To evaluate predictions on a benchmark using tcb.evaluate, the following procedure is recommended:

  1. Run your model on benchmarks/<split>/<task>/<benchmark>/corrupt.txt
  2. Save your predictions in the expected format for the benchmark under in benchmarks/<split>/<task>/<benchmark>/predictions/<model_name>.txt
  3. Evaluate your predictions on a benchmark using tcb.evaluate:
    # evaluate your predictions on the benchmark
    tcb.evaluate -b benchmarks/<split>/<task>/<benchmark>
    
    # optionally sort by some metric and highlight the best predictions
    tcb.evaluate -b benchmarks/<split>/<task>/<benchmark> --sort "<metric>" --highlight

You can also evaluate across multiple benchmarks like so:

# when evaluating across multiple benchmarks you always need to specify a metric,
# otherwise you will get an error 

# listing multiple benchmarks
tcb.evaluate -b benchmarks/<split>/<task>/<benchmark1> \
    benchmarks/<split>/<task>/<benchmark2> ... -m "<metric>"

# using glob pattern
tcb.evaluate -b benchmarks/<split>/<task>/<gl*ob_patte*rn> -m "<metric>"

# you can highlight the best predictions per benchmark
tcb.evaluate -b benchmarks/<split>/<task>/<gl*ob_patte*rn> -m "<metric>" --highlight

Depending on the task the following metrics are calculated:

  • Whitespace correction
    • F1 (micro-averaged)
    • F1 (sequence-averaged)
    • Sequence accuracy
  • Spelling error correction
    • F1 (micro-averaged)
    • F1 (sequence-averaged)
    • Sequence accuracy
  • Word-level spelling error detection
    • Word accuracy
    • Binary F1 (micro-averaged)
  • Sequence-level spelling error detection
    • Binary F1
    • Sequence accuracy

Baselines

We also provide baselines for each task:

  • Whitespace correction:
    • Dummy (wsc_dummy)
  • Spelling error correction:
  • Word-level spelling error detection:
    • Dummy (sedw_dummy)
    • Out of dictionary (sedw_ood)
    • From spelling error correction1 (sedw_from_sec)
  • Sequence-level spelling error detection:
    • Dummy (seds_dummy)
    • Out of dictionary (seds_ood)
    • From spelling error correction1 (seds_from_sec)

The dummy baselines produce the predictions one gets by leaving the inputs unchanged.

1 We can reuse spelling error correction baselines to detect spelling errors both on a word and sequence level.
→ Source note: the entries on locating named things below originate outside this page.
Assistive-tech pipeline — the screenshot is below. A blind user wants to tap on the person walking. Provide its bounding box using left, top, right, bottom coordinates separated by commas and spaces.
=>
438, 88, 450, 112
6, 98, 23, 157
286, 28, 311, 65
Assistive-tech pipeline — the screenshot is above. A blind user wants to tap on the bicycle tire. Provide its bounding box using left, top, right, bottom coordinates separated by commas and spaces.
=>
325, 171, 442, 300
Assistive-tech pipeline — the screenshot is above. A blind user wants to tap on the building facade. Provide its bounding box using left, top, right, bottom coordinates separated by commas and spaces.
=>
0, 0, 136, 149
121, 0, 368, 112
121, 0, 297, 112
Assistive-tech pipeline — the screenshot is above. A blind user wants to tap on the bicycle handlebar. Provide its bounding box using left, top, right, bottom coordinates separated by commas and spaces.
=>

For the word level we simply predict that all words changed by a spelling corrector contain a spelling error. For the sequence level we predict that a sequence contains a spelling error if it is changed by a spelling corrector. All spelling error correction baselines or prediction files can be used as underlying spelling correctors for this purpose.

You can run a baseline using tcb.baseline:

# run baseline on stdin and output to stdout
tcb.baseline <baseline_name>

# run baseline on file and output to stdout
tcb.baseline <baseline_name> -f <input_file>

# run baseline on file and write predictions to file
tcb.baseline <baseline_name> -f <input_file> -o <output_file>

# some baselines require you to pass additional arguments,
# you will get error messages if you dont
# e.g. all dictionary based baselines like the out of dictionary baseline
# for word-level spelling error detection need the path to a dictionary
# as additional argument
tcb.baseline sedw_ood -f <input_file> --dictionary <dictionary_file>

Dictionaries can be found here.

Predictions of the baselines and other models from the literature can be found in a subdirectory predictions in each benchmark, see e.g. here.


This repository is backed by the text-correction-utils package.